South Asia Open Archives on JSTOR now offers more than one million pages – South Asia Time

South Asia Open Archives on JSTOR now offers more than one million pages

 May 9, 2023  

South Asia Open Archives (SAOA), a digital archive launched by the Center for Research Libraries (CRL) in 2019, now contains over one million pages of digitized open-access primary source material. The archive comprises multidisciplinary materials covering topics ranging from political history to fine arts and sciences, in twenty-seven different languages, including Hindi, Bengali, Kannada, Telegu, Gujurati, and Nepali.

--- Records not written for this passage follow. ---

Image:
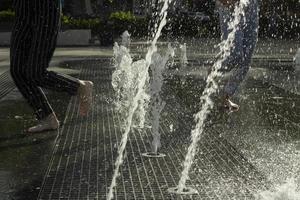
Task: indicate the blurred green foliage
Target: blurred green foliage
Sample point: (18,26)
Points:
(179,25)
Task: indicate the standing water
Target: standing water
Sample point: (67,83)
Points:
(207,104)
(134,104)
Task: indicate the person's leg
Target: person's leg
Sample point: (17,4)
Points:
(46,25)
(21,51)
(20,42)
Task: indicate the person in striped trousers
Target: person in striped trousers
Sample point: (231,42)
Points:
(33,43)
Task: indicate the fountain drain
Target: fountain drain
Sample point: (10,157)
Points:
(153,155)
(185,191)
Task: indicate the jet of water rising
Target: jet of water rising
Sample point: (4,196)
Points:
(211,87)
(139,95)
(183,57)
(157,67)
(126,39)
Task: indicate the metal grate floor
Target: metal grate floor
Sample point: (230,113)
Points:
(84,153)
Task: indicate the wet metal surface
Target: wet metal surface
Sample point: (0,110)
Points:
(236,156)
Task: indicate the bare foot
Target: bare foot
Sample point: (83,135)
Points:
(85,93)
(48,124)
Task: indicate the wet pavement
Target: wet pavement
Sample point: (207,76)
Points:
(239,155)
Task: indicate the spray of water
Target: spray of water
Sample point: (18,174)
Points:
(211,87)
(287,191)
(126,39)
(157,67)
(183,57)
(137,97)
(124,81)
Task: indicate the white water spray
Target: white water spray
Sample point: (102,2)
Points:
(157,67)
(126,41)
(143,76)
(211,87)
(297,60)
(183,56)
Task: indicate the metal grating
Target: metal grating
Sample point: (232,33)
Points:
(84,153)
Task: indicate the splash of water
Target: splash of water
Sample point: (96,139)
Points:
(124,81)
(157,67)
(211,88)
(126,39)
(137,97)
(287,191)
(183,57)
(297,60)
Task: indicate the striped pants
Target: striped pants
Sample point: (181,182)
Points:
(32,46)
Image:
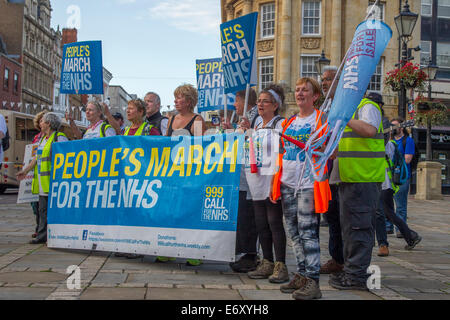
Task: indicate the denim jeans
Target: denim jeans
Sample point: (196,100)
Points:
(380,224)
(401,203)
(302,226)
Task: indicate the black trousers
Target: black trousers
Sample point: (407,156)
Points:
(358,205)
(335,245)
(246,235)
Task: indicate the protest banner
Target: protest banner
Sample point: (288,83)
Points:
(82,68)
(166,196)
(25,194)
(210,86)
(238,38)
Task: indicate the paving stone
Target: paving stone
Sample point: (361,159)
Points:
(110,278)
(9,293)
(264,295)
(184,278)
(113,294)
(191,294)
(427,296)
(31,277)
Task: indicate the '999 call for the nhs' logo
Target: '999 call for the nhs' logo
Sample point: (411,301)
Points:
(216,204)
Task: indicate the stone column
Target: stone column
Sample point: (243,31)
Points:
(336,39)
(248,7)
(285,42)
(230,11)
(429,181)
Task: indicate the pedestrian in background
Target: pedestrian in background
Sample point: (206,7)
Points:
(359,170)
(98,127)
(268,215)
(42,165)
(186,122)
(36,139)
(301,196)
(153,113)
(406,146)
(246,234)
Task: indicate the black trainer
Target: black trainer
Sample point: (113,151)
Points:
(245,264)
(342,282)
(413,243)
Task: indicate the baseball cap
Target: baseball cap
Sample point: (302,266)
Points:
(376,97)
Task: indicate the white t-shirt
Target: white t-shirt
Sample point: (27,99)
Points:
(95,131)
(3,129)
(266,148)
(39,154)
(294,157)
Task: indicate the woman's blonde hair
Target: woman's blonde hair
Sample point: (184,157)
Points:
(189,93)
(139,104)
(99,108)
(38,118)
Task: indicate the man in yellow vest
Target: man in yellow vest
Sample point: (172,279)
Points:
(359,171)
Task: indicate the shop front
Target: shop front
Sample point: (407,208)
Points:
(440,146)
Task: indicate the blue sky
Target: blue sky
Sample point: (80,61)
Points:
(148,45)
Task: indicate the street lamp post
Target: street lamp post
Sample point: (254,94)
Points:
(321,63)
(405,23)
(430,70)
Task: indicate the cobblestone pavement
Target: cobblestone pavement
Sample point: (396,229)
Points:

Over two dozen institutions have contributed to the SAOA archive, including newspapers from the Bangla-language Yugāntara and the English-Bangla Amrita Bazar Patrika, which have nearly 19,000 pages of digitized content available for viewing and downloading. The archive also includes digitized colonial reports on “native” newspapers published in different provinces across South Asia, including Bengal, Madras Presidency, and Punjab, among others. Medical journals, archaeological reports, and census records can also be found in the archive.

The SAOA archive can be accessed free-of-charge via JSTOR, and individuals can visit the SAOA website to learn more about the project. Some of the noteworthy items available in the archive include The Indian Ladies’ Magazine, an issue from 1916 that features a dramatization of an attempt to kill the Mughal emperor, Akbar; A New Gujarati Grammar, written by Haragovinda Dvarakadasa Kantavala and Lalshankar Umiashankar Travadi in 1891; Gāna, a book on song notation by Pramathanātha Rāẏa Caudhurī, published in Kolkata in 1902; and a Malayalam translation of Samuel Johnson’s The History of Rasselas, Prince of Abissinia, translated by Pilo Paul and published in Quilon in 1913.

The Amrita Bazar Patrika, which began publishing in 1867 as a Bengali language newspaper and later became a fully-fledged English language newspaper, is one of the weekly editions of the newspaper preserved in the SAOA archive. The English version continued to be printed until 1993. The archive is constantly growing, and individuals can expect to find more unique and diverse materials as new items are added to the collection.